Nevertheless, it gained momentum after the Russian military began bombing Ukrainian cities. A friend who works as a fixer for foreign journalists told me the story of a woman from Bocha who was shot in the bed while she was feeding her dogs in the next room. “To cry, I laughed,” said the woman.

Ukraine insisted that her spirit was stronger than her body and that her willpower was stronger than physical pain. The heroine of her most famous poetic play, The Forest Song (1911), sacrifices her earthly body and declares:

Ah, don’t sigh for this body!

“It is now affected and the fire is shining with divine fire.

(Translated by Vera Rich)

These days, the famous line – “Don’t breathe for this body” – is quoted by Ukrainian rap artist Freil in his recent wartime song. “Explosion.” It is arranged as a letter to his mother’s son from the front lines of the war.
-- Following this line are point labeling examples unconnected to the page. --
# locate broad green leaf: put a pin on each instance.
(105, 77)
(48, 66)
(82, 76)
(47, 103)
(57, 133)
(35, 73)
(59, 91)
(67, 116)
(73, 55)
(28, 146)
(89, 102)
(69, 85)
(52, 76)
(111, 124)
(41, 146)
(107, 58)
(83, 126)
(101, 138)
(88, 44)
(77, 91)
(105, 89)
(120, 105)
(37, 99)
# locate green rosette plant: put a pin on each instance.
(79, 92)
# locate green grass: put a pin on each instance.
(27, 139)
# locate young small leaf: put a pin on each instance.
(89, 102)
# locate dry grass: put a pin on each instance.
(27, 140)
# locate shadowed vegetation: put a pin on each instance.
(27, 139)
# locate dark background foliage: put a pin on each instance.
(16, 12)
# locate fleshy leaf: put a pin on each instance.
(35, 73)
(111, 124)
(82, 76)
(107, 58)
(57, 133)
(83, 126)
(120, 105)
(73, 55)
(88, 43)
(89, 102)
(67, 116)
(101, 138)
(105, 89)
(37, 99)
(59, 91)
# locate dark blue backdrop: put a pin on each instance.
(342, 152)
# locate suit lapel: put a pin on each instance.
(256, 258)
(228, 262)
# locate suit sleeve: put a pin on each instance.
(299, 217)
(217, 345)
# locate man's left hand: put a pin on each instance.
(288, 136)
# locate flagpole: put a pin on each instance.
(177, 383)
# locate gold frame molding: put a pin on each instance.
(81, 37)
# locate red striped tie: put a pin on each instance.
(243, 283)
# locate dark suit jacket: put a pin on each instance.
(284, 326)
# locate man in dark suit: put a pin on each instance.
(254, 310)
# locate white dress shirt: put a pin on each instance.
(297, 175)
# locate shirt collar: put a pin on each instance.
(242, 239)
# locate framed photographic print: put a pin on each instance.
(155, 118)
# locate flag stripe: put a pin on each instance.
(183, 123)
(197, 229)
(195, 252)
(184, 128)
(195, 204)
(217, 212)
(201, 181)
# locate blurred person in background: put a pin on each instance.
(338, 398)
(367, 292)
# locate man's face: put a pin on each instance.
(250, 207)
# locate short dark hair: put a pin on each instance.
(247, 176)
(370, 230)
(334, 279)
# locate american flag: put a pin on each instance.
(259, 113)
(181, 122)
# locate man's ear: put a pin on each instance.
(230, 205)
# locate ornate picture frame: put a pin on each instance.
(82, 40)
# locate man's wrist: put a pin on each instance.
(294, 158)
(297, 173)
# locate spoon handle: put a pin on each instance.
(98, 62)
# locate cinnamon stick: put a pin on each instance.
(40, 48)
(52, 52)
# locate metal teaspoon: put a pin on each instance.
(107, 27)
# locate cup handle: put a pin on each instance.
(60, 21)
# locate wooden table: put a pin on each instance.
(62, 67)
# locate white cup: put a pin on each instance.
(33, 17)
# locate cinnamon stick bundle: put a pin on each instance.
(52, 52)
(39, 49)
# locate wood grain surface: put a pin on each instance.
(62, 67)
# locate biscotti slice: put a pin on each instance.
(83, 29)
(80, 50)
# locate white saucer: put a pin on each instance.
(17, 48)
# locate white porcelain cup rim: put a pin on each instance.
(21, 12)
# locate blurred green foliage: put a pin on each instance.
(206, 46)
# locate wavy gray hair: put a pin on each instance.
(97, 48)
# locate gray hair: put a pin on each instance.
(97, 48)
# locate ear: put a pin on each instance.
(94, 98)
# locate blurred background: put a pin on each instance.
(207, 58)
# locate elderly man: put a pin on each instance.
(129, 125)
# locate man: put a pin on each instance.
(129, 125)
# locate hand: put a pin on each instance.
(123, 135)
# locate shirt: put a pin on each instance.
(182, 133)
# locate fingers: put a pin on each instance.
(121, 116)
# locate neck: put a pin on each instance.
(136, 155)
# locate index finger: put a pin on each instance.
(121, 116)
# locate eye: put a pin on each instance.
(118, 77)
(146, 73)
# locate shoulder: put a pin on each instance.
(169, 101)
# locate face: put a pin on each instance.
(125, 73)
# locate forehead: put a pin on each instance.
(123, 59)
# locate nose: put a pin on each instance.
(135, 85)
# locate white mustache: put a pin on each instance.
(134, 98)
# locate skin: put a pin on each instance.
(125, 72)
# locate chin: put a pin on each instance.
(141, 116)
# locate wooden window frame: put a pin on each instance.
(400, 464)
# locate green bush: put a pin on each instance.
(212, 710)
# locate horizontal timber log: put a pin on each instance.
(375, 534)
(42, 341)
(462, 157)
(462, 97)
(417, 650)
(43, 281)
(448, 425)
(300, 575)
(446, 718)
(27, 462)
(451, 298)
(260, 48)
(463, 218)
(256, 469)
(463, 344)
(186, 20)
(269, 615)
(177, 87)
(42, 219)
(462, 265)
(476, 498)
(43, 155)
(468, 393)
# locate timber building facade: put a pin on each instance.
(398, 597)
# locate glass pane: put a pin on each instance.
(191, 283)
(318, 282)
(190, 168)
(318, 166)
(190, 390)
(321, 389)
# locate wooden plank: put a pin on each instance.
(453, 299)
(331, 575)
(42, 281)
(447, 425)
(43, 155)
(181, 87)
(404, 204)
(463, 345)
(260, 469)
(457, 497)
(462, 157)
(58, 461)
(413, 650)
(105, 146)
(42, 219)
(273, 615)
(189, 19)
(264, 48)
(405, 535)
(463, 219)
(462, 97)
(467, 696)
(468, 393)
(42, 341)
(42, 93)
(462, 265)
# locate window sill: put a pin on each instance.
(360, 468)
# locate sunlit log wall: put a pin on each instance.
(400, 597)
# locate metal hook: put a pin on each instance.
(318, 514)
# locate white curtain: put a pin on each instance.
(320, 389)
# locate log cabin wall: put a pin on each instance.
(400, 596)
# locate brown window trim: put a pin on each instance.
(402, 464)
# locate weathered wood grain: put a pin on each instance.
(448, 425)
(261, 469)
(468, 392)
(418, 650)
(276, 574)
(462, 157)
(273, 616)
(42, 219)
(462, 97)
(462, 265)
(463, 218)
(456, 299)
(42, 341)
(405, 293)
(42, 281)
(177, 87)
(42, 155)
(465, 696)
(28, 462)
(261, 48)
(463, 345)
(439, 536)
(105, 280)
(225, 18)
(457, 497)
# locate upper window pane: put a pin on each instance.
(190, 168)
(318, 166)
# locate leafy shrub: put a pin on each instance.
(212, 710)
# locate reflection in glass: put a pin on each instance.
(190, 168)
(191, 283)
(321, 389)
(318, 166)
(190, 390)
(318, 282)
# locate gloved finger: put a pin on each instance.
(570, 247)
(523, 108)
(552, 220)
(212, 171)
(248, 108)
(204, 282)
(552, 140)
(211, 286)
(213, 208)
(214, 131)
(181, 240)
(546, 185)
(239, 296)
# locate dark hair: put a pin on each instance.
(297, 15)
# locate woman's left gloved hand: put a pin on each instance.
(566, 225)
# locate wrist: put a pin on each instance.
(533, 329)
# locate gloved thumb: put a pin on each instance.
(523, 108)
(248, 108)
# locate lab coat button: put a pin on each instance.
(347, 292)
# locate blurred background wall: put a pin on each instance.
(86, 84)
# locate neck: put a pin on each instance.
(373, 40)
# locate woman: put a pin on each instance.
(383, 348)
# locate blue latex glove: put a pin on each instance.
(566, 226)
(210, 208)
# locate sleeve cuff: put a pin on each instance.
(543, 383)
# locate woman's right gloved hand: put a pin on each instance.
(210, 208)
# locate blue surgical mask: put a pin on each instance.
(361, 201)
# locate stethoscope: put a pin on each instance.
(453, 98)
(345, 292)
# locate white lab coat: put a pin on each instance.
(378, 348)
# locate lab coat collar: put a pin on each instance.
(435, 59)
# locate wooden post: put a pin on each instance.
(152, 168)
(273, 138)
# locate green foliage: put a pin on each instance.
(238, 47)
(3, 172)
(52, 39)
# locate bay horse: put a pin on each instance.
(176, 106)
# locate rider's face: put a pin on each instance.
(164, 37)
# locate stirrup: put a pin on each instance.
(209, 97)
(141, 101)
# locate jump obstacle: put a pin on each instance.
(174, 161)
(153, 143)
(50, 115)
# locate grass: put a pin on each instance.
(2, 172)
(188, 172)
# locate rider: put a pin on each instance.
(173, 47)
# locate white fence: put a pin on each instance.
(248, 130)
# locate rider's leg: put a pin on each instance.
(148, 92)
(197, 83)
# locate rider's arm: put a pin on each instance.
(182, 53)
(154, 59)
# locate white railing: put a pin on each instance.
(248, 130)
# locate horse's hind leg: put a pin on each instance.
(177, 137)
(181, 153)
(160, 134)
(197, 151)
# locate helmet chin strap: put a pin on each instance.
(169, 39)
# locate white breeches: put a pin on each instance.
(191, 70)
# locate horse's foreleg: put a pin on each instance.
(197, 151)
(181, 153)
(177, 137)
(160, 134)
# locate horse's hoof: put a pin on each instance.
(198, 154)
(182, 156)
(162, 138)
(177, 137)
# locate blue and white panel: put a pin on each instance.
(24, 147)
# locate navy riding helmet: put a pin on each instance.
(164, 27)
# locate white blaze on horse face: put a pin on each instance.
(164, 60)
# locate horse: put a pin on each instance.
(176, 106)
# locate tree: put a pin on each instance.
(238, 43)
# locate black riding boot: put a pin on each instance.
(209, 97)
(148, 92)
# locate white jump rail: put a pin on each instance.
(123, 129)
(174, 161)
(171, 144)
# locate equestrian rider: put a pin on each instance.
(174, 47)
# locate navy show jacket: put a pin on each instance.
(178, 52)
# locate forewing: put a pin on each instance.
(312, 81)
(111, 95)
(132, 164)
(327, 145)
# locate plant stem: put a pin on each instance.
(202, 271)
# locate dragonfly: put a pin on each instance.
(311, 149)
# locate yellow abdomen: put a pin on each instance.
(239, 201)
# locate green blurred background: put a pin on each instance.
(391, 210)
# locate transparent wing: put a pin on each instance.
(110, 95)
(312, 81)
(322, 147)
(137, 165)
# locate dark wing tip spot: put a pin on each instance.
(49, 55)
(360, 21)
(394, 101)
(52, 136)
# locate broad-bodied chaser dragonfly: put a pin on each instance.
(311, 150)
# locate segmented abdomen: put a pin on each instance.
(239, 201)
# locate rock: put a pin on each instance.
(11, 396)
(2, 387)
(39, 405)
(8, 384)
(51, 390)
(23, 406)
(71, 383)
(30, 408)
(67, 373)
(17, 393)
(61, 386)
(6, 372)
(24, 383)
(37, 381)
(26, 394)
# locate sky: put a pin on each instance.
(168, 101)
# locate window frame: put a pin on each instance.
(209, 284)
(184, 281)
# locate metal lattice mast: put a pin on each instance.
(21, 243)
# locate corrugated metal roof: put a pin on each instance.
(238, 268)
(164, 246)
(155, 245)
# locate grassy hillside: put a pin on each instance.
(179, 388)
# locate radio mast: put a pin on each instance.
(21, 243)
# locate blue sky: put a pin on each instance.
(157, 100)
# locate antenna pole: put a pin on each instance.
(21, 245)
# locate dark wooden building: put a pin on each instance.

To me, Ukraine’s most symbolic text that challenges the story of oppression, based on both her personal story and her country, is a short poem from 1911:

Who told you I was weak?

Will I believe in that fate?

Who told you that my hand could move?

Are these words and ideas weak?

You heard me sing a sad song,

Lamentation, –

But it was just a hot spring storm,

And not the autumn wind.

(Translation of Olesya Khromeychuk)

The people of Ukraine are not known for their obedience to destiny. In 1991, he voted for the abolition of the Soviet Union. In 2013, he stood up against his corrupt pro-Russian government and confirmed his choice of independence. In 2022, they are once again resisting Russia’s colonial expansion, this time fighting for their right to exist.

“Fight – and you will prevail” is a lesson that Ukrainians have learned from their literature. They are now building a shield for the European continent, and the urgency to learn the lessons of the Ukrainian resistance is more important than ever.